Three GOP consultants who spoke to TPMmuckraker agreed that the percentage of dollars raised that Base Connect and its affiliated companies keep is far more than standard. One said most direct-mail fundraising firms take no more than a third. “Anything more than half doesn’t pass the laugh test,” he said, adding of Base Connect: “They have an awful reputation.” Another put the standard rate at no more than 20 percent. “They’re not serving the interests of the candidate,” he said. A third, choosing his words carefully, said that Base Connect’s approach is “not a business practice that I endorse.” Base Connect’s president and CEO, Kimberly Bellissimo, did not respond to a request for comment.

The day after Pascoe’s blog post appeared, Erick Erickson, the influential GOP strategist who founded RedState.org, tweeted: “If you are a GOP candidate using BMW Direct a/k/a Base Connect, you might be denying yourself a RedState endorsement.” And one consultant said he’d heard that the National Republican Campaign Committee was urging candidates not to work with the firm, though that could not be confirmed. (The NRCC did not immediately respond to a request for comment.)

As we’ve written in the past, Base Connect’s business model appears to involve using direct-mail appeals to a well-honed lists of national Republican donors to raise a lot of money on behalf of long-shot candidates — for instance, Deborah Honeycutt, a black Republican who has challenged Rep. David Scott (D-GA) in the last two cycles, both times losing by 38 points. The firm then charges the candidate nearly the sum total of what it raised, for expenses related to the fundraising effort itself. Each campaign not only allows the firm to turn a hefty profit, but also helps it further hone its master list for future use.

Russell isn’t the only GOP candidate who may be getting taken for a ride this cycle. The AP reported last month that the campaign of another Base Connect client, Rep. Joseph Cao (R-LA), had a similar financial profile to Russell’s, spending around 75 percent of the money it raised on fundraising, leaving it with just $315,00 cash on hand.

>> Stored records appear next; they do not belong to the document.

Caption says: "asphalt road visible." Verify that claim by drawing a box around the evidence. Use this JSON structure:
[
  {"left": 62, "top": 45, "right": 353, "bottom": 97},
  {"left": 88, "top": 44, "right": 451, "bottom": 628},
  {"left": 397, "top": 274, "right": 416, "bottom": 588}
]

Cao, a freshman who represents a heavily Democratic district, is considered highly vulnerable this year, and his financial situation only makes things seem bleaker.

But its inflated compensation for fundraising isn’t the only Base Connect business practice that’s causing concern in Republican circles. Scott Mackenzie is listed on federal disclosure reports as the treasurer for Russell’s campaign — as he has been for several other Base Connect clients in the past. In fact, as we reported in 2008, Base Connect’s website lists Mackenzie as a staffer with the firm, and also lists his own firm, Mackenzie and Company — which works out of the same Washington building — as a Base Connect “strategic partner.” The arrangement effectively allowing Mackenzie to oversee campaign accounts that cut checks to his colleagues. Another “strategic partner,” Legacy List Marketing, is run out of the same Washington office as Base Connect, as is an officially independent PAC, Freedom’s Defense Fund, which recently commissioned a Zogby poll that showed Russell leading his GOP primary. As one Republican consultant put it to TPMmuckraker last week: “The issue is: how many sides of the table are they on?”

Of course, if a candidate agrees up front to Base Connect’s way of working, it’s difficult to claim there’s any deception going on. But there’s evidence that at least some of the firm’s candidates were taken for a ride. When one long-shot 2006 House candidate, Charles Morse, found out that 96 percent of the funds raised in his name went to pay BMW Direct and its affiliates, he called it “craziness,” adding: “I am really amazed. It is really way above and beyond what I was made aware of.” Another long-shot BMW Direct client, Ada Fisher, called the firm, in a complaint to the FEC examined by TPMmuckraker, “the biggest fraud and embezzlement in the system.” And of course, the real victims are the ordinary conservative donors, most of whom likely won’t suspect that 80 or 90 percent of their donation is going not to the candidate they’re aiming to support, but rather to Base Connect.

There is one other figure on whose behalf Base Connect is currently working, who may not be such an easy mark, though. The firm recently tapped its donor list for contributions to the Hannah Giles Legal Defense Fund.